UNTIL THAT DAY COMES

Until That Day ComesI have never been one to believe in the “frou frou” kind of love, but I have been one to want. Some may argue that to want is to want love and so people like myself live in self-denial. I probably do live in self-denial most of the day and by the time night rolls around, I am sound asleep, paying long visits to dream land and still in self-denial. That was until today. Although, I am close to 30 and would probably never admit to that age in public, I woke up an entirely different person today, as if reborn. But before I tell you about today, you need to know about yesterday because I wouldn’t be sitting here tapping away on my keyboard today if yesterday didn’t happen.

It was one of those evenings where friends get together to de-stress come midweek. Of course with a few drinks and hor d’oeuvres, voices tend to become louder and egos expand. My intelligentsia friends and I were set apart from the rest of the group at Jazzville. There was a unanimous vote on what to start the evening’s conversation with. Prime-time television had been interrupted at 9pm the day before for an impromptu speech from the East Wing of the White House. The President had something to tell the nation but the nation wanted to watch their favorite shows. At least, the nation at my table. Syria, Russia, chemical weapons, war, peace, George Bush, Afghanistan, Congress… Those words flew back and forth within our intimate group as if they were possible answers to that never ending puzzle.

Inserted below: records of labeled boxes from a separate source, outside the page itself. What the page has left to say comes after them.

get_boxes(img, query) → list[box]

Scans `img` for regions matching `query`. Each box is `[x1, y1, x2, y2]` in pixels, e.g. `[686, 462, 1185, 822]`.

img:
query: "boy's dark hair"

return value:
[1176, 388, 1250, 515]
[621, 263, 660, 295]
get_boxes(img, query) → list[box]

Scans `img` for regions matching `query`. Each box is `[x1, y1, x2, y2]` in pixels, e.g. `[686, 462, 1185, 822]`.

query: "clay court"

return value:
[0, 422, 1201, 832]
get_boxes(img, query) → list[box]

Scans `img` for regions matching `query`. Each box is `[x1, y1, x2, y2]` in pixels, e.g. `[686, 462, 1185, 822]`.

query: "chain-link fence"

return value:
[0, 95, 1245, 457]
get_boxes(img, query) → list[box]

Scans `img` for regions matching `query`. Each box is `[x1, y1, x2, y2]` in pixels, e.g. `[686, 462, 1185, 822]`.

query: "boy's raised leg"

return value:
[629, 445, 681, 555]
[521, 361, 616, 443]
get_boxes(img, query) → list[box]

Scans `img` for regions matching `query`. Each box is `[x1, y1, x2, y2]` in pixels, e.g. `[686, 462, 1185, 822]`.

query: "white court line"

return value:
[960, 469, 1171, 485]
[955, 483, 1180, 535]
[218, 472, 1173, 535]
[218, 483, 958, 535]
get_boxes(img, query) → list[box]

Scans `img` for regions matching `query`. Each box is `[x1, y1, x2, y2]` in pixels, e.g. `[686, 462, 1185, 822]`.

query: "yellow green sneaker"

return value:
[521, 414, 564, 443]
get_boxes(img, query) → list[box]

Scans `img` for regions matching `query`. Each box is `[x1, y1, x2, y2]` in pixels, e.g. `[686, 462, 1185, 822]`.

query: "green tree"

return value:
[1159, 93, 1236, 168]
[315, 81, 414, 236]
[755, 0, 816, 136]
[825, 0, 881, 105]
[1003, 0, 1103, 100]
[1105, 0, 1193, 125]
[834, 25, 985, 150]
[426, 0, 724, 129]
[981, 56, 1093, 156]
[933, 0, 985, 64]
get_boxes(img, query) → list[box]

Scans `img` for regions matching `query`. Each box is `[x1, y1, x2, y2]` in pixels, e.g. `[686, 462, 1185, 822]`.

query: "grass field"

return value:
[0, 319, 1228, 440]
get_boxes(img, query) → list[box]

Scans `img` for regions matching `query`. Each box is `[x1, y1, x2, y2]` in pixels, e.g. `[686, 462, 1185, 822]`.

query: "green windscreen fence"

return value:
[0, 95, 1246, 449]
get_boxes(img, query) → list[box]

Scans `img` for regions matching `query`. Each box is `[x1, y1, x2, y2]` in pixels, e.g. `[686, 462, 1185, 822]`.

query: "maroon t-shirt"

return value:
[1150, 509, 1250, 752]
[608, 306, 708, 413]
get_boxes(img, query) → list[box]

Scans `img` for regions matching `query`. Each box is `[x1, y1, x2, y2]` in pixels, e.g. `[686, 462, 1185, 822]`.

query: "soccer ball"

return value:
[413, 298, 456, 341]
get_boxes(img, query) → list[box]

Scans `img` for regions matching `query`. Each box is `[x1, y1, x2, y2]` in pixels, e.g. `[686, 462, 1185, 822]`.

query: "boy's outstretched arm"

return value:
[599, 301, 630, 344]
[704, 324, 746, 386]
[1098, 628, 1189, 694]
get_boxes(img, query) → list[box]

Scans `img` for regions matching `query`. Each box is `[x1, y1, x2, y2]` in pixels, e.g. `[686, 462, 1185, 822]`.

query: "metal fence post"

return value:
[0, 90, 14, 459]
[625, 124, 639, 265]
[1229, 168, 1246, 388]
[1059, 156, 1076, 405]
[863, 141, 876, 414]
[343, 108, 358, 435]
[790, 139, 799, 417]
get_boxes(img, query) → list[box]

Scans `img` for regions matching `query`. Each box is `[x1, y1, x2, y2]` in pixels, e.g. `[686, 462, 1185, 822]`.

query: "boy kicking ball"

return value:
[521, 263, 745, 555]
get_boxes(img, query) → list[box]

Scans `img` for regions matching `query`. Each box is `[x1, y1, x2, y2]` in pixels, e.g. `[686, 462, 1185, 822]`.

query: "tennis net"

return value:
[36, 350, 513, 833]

There were a couple with strong opinions on what the USA stands for on the world’s scene and there was that one person who turned every strong assertion into a comedy detour. This was the kind of company I enjoyed keeping, serious-minded yet lighthearted. As I looked around that evening past the devoured plates and half-filled glasses, a smile of contentment began to spread from the valley of my lips towards the corners of my mouth. I gazed with unabashed admiration into the eyes of my true friends. As if coming out of a trance brought upon by that euphoric moment, I blurted out the words, “I could never live without all of you.”

I received that “where did that come from look” from all of them, which was followed by more laughter. I was the youngest in the group and once again my lack of maturity had unmasked itself publicly. It was typical of me to respond with the widening of my eyeballs and the upward heave of my shoulders as a sign of I can’t help my age. However, things were different that evening. As their laughter ebbed away, it dawned on me that 30 years from now, all of my friends may be dead from old age or worse still, from an unforeseen cause of event before old age even sets in. That had never occurred to me before and as I turned off my bedside lamp that night, I knew I was going to kill all of my friends in my sleep.

Thus, I woke up this morning without any friends or anticipation for our Wednesday evening conversations at Jazzville. I told myself that if I didn’t have dear friends now, I would not want for them when they were all gone and with that began my personal renaissance. I was gradually embracing my new “friendless self”. Eddie Redmayne’s rendering of “Empty Chairs and Empty Tables” from Les Miserables, the movie set the tempo to complement my current state of mind.

There’s a grief that can’t be spoken.

There’s a pain goes on and on.

Empty chairs at empty tables

Now my friends are dead and gone.

Here they talked of revolution.

Here it was they lit the flame.

Here they sang about tomorrow

And tomorrow never came.

From the table in the corner

They could see a world reborn

And they rose with voices ringing

And I can hear them now!

The very words that they had sung

Became their last communion

On this lonely barricade at dawn.

Oh my friends, my friends forgive me

That I live and you are gone.

There’s a grief that can’t be spoken.

There’s a pain goes on and on.

Phantom faces at the windows.

Phantom shadows on the floor.

Empty chairs at empty tables

Where my friends will meet no more.

Oh my friends, my friends, don’t ask me

What your sacrifice was for

Empty chairs at empty tables

Where my friends will sing no more.

 As I allow myself to sink deeper into a state of despair, my phone’s ringer goes off. It is a message from Antoine, one of my “newly dead” friends. Have you checked out your Instagram feed? He asks. #tbt is on and there are enough posts to keep you laughing all day.  I pull out of my funk immediately to check out what this is all about. I guess my friends are all back to life now and until that day comes, I will remain the one who wants.